One option is to create some auto-generated issues that pop up periodically, perhaps annually or biannually, that prompt devs to undertake steps 1-3 above, and perhaps whoever owns the repo could undertake step 4 on a similar schedule. The codebase would need to be updated with an issue template for each one and a GitHub action that auto-generates the issue using the template 1-2 times per year.

[roslynwythe]

@k-cardon please add to your comments, what is the best way for us to auto-generate issues annually or biannually, to prompt devs to undertake these steps.? Is that done via a GHA workflow? Also please add a link to your comment/draft in https://github.com/hackforla/website/wiki/How-to-Contribute-to-the-Wiki

[k-cardon]

@roslynwythe thanks for your comments!
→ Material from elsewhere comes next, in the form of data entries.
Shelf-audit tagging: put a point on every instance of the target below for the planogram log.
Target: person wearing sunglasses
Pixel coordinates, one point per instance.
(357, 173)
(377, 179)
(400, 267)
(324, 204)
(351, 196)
I updated the text and added the link to that contributions page.

[ExperimentsInHonesty]

@k-cardon - Please write a decision record (it should include the best practices that you wrote up) drafted in a new comment

Use the template from here https://github.com/hackforla/website/wiki/Decision-Records-on-Solutions-Adopted#template

Once approved, the decision record will end up on these pages
https://github.com/hackforla/website/wiki/Decision-Records-on-Solutions-Adopted
https://github.com/hackforla/website/wiki/Decision-Records

and a link to your final approved draft comment will get linked to this page
https://github.com/hackforla/website/wiki/How-to-Contribute-to-the-Wiki

And the decision is to do what you suggest with these specifics
1 GHA to make an issue, bi-annually (twice a year), that has a volunteer with Admin access change the secrets.

[ExperimentsInHonesty]

and when you are done creating it, add a ready for dev lead label and move it back to Questions / Review column

[k-cardon]

This is a record in the Decision Records on Solutions Adopted.

Issue

Best practices for maintaining GitHub secrets

Problem Statement

We store H4LA secrets in GitHub and do not currently have a regular system for maintaining and rotating them, which are best practices for security.

Potential Solution

We could resolve this with:
1 GHA to make an issue, bi-annually (twice a year), that has a volunteer with Admin access change the secrets, and
1 GHA to make an issue, bi-annually (twice a year), that prompts a volunteer to audit existing secrets to confirm they are still needed and not unintentionally revealed in logs

Feasibility Determination

For a volunteer with Admin access, rotating secrets is a quick and straightforward task. For auditing existing secrets, we will need to establish a list of where and how the secrets are currently used so that it can become a simple task to check the logs and to check whether the secrets are in use. Putting that into place will make both of these tasks routine.

[roslynwythe]

Thank you @k-cardon for excellent analysis and writing!